Pagi taat, siang maksiat, sore taat, malam maksiat, pagi tobat siang tobat, sore tobat, malam maksiat, begitu berulang rytmenya. Pernah? Aku iya.
Tahu kenapa? meskipun ada sesal terasa setelah melakukannya, meskipun ada malu kalau ada yang tahu, kamu tahu kenapa? Padahal kita sadar tak tahu di jeda mana ajal menyapa.
Berinteraksi dengan dosa itu ibarat kita main lumpur. Aku mengutipnya dari Kajian tafsir bersama Ust Syatori.
Kamu pernah bermain lumpur sewaktu kecil?
Iya, tak hanya baju, badanpun ikut berlumur kotor sekujur tubuh. Makin lama mainnya, makin banyak kotornya. Nah setelah itu kita kan bebersih badan. Kalau kita bebersihnya ga maksimal, kalau di badan masih ada kotoran yang belum tersabun bersih, maka kalau ketemu lumpur lagi, keinget enaknya saat main sebelumnya, maka mudah bagi kita tergoda main lumpur lagi. Toh, belum bersih sepenuhnya, ga papa kalau kotr lagi, ntar juga mandi lagi. Begitu fikir kita.
Bayangkan bedanya, kalau habis main berlumpur kita bebersih sempurna. Sekujur tubuh mewangi, ganti baju baru yang barusan di laundry, kemudian lihat lumpur, masih mau nekat main kotor lagi? Enggak kan, eman. Udah wangi, udah rapi, yakali mau main kotor llagi.
Maka begitulah tabiatnya.
Kalau kita tobatnya belum sempurna, belum wangi hatinya, belum bersih dirinya, belum terjaga lisannya, ya bawaannya kepengen lagi main dosa, kepengen lagi bermaksiat sia sia. Toh, nanti bisa menobatinya lagi. Begitu mungkin fikir kita. Padahal kita tidak pernah tahu, di jeda mana ajal menyapa kita.
Berbeda kalau kita istighfar sepenuh hati, menyesali untuk tidak mengulangi, mengiringi dengan amal baik sehari hari, maka sayang kalau mau main dosa lagi, eman.

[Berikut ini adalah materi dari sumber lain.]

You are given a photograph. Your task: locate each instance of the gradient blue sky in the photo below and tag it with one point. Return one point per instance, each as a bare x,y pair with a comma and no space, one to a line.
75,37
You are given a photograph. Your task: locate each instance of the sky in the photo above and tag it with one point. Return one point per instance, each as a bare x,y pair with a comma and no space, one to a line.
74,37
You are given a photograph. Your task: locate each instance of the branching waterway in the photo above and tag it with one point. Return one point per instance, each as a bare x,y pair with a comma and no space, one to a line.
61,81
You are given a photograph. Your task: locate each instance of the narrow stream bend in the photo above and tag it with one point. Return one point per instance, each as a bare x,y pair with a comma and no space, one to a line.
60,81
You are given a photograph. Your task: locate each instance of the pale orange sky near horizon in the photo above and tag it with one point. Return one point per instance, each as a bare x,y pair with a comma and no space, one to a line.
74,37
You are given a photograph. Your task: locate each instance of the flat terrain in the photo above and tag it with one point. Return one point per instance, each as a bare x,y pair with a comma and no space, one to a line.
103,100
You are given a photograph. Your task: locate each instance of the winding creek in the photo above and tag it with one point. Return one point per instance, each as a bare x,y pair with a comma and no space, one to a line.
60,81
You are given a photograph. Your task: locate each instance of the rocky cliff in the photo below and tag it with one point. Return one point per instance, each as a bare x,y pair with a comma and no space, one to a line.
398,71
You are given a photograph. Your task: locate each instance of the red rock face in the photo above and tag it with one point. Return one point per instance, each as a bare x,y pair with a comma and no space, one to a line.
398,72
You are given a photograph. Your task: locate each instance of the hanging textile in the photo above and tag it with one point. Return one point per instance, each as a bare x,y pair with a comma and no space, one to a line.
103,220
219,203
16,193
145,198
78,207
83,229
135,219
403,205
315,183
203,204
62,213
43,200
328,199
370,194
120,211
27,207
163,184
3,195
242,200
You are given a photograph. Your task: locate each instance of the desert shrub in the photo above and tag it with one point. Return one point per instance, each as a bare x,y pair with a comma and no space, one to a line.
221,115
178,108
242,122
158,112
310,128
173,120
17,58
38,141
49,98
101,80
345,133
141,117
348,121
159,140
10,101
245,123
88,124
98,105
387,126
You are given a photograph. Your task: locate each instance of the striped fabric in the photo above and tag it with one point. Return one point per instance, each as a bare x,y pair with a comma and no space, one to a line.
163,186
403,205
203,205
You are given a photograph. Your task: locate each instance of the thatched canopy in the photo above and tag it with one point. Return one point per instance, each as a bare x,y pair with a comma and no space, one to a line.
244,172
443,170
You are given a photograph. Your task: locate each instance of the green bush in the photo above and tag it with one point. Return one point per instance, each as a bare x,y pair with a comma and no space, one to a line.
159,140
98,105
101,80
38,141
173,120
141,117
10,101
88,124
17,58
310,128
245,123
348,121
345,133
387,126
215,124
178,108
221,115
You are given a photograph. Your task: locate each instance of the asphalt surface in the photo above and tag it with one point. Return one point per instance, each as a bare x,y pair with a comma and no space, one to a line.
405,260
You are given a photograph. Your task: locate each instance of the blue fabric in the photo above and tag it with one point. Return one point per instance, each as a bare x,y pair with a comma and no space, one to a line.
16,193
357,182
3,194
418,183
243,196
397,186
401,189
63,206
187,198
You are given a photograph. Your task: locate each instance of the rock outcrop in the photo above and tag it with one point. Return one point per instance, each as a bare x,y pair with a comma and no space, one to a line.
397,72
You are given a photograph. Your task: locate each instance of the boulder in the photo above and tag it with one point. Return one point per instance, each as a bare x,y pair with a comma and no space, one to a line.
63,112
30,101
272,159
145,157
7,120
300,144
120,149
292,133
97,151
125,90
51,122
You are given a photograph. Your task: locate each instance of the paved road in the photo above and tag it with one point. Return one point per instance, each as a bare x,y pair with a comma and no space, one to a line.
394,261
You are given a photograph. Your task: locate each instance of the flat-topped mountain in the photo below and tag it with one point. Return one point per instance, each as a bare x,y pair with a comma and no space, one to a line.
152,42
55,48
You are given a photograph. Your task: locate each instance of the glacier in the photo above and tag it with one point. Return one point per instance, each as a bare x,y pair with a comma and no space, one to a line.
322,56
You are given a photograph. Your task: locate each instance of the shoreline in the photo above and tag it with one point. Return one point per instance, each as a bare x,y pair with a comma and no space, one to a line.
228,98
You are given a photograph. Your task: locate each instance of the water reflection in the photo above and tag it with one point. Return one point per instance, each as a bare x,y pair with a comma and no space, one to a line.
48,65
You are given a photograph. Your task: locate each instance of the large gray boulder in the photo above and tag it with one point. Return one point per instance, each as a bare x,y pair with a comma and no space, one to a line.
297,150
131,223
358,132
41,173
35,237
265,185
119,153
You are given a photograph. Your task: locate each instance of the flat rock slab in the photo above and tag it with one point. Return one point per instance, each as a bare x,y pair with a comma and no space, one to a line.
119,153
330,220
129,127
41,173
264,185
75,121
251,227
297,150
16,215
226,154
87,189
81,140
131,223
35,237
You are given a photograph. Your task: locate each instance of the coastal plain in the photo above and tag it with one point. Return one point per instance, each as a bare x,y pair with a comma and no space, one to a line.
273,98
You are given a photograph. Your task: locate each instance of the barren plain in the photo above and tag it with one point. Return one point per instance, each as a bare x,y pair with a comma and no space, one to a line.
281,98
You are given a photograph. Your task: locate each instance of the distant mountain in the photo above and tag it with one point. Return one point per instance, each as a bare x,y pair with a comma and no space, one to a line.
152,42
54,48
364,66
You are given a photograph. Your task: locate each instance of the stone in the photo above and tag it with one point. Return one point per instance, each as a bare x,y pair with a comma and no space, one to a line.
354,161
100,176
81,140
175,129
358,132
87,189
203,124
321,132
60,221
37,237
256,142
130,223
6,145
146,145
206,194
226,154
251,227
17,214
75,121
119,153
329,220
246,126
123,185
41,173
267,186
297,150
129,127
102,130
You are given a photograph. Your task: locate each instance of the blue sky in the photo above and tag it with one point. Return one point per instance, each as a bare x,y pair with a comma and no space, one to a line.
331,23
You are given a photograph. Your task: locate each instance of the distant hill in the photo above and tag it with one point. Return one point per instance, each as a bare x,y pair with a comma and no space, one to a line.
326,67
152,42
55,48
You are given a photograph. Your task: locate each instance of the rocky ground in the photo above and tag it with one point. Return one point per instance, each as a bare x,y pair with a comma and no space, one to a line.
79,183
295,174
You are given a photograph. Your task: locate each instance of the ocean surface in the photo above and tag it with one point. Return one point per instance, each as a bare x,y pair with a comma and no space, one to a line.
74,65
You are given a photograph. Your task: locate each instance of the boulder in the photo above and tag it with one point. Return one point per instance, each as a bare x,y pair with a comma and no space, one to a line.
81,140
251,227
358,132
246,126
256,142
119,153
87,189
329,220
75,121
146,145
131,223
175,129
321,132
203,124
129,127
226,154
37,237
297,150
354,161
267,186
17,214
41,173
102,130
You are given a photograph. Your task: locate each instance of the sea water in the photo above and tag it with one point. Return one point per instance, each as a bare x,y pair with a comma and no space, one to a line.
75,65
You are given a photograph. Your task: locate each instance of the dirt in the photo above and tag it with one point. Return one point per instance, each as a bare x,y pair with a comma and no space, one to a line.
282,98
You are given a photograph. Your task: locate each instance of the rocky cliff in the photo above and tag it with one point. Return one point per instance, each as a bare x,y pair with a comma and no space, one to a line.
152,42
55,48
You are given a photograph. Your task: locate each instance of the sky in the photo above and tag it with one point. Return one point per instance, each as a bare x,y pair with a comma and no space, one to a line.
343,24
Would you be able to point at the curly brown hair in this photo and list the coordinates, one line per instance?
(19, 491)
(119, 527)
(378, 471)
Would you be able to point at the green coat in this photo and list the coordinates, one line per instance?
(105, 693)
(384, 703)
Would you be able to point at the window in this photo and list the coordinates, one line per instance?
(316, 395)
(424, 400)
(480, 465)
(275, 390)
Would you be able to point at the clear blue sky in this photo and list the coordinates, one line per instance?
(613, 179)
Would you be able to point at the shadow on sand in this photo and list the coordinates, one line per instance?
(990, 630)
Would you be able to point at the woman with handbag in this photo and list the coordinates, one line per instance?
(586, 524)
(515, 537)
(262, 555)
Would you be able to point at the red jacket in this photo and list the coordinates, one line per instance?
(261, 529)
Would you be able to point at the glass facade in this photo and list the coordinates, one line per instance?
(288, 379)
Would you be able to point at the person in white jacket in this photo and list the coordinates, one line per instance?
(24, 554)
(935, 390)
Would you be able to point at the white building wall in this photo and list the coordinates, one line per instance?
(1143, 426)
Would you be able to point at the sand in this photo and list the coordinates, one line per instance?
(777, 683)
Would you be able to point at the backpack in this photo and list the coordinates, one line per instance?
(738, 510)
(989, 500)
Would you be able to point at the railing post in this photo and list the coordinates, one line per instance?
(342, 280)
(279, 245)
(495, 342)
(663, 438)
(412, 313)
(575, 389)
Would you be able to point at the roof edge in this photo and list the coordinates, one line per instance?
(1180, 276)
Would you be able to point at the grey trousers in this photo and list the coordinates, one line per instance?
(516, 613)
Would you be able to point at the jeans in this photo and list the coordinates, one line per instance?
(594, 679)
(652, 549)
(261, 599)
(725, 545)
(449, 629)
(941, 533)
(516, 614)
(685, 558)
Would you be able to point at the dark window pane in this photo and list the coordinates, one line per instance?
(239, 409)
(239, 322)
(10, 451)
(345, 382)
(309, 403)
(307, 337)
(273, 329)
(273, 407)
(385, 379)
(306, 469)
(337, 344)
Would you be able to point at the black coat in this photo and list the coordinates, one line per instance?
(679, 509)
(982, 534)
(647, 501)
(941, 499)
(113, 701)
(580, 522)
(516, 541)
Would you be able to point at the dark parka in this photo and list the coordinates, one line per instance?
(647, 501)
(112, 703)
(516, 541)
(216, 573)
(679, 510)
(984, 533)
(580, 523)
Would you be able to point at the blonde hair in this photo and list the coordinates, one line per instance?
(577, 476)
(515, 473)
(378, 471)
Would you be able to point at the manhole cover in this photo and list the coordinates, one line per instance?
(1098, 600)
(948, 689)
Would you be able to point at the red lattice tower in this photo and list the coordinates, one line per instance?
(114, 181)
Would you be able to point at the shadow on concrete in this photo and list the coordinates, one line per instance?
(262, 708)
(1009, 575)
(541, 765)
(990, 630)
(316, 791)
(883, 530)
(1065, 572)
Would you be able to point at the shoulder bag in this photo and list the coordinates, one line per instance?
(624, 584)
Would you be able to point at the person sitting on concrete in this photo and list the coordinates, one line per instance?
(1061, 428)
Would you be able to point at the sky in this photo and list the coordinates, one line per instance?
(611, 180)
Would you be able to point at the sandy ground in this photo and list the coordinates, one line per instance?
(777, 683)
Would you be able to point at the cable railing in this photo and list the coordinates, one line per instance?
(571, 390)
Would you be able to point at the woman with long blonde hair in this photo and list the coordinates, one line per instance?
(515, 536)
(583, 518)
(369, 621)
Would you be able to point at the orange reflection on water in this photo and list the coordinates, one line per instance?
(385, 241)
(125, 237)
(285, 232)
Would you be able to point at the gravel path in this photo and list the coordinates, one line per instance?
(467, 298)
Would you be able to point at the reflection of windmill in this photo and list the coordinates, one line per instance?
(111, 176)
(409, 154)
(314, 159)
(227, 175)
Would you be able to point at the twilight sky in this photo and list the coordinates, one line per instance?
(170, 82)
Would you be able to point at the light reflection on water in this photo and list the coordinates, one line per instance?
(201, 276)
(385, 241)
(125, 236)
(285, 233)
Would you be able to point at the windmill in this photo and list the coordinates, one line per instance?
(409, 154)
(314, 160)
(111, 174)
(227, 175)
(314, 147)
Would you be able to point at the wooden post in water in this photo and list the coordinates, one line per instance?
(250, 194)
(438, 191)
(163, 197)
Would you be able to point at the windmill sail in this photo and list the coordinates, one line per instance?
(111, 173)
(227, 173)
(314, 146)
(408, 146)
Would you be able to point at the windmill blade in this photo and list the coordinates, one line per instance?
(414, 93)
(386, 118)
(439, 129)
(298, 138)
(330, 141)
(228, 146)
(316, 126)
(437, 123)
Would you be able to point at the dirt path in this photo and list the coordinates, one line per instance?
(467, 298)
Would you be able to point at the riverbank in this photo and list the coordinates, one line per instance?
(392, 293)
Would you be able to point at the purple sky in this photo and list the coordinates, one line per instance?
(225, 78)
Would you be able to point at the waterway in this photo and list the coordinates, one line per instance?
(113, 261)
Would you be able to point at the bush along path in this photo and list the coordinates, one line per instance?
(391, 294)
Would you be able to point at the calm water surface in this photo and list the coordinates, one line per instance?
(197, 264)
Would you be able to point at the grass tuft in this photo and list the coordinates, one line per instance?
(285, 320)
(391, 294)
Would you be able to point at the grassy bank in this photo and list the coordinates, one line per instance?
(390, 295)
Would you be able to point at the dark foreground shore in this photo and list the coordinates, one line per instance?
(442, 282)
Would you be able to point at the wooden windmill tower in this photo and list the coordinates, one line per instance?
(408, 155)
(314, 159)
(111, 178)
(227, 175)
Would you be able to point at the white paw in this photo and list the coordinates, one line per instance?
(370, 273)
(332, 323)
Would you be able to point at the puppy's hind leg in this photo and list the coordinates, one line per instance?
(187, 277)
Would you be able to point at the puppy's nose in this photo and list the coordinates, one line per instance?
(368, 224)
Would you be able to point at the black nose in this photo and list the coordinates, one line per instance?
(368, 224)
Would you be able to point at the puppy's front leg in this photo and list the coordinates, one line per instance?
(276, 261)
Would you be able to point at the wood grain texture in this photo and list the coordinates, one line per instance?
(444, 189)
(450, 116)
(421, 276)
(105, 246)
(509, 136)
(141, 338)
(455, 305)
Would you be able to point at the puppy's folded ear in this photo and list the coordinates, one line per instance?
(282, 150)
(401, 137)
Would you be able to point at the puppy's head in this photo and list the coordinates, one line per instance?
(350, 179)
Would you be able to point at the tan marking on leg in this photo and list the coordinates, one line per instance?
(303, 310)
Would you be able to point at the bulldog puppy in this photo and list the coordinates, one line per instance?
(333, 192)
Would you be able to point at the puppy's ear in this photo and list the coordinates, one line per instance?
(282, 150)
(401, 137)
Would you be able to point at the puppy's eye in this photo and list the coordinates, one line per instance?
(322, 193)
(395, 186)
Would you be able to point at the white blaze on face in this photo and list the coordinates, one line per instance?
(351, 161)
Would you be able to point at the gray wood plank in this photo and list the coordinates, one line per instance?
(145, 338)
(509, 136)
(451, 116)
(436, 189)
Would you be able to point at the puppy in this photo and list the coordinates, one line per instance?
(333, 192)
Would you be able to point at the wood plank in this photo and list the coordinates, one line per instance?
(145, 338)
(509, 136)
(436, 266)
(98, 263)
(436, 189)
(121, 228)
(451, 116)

Ya kali, mau campur campur dosa ama pahala.
Serupa tulisan saya sebelumnya, mari ingat sholat kita. Selepas salam yang kaii pertama kita ucap adalah istighfar. Semoga Allah sempurnakan ibadah kita, menerima tobat kita, dan menjadikan hati ini membenci kemaksitan apapun bentuknya. Karena kita sudah sama saling tahu, ajal tak bersyarat tobat.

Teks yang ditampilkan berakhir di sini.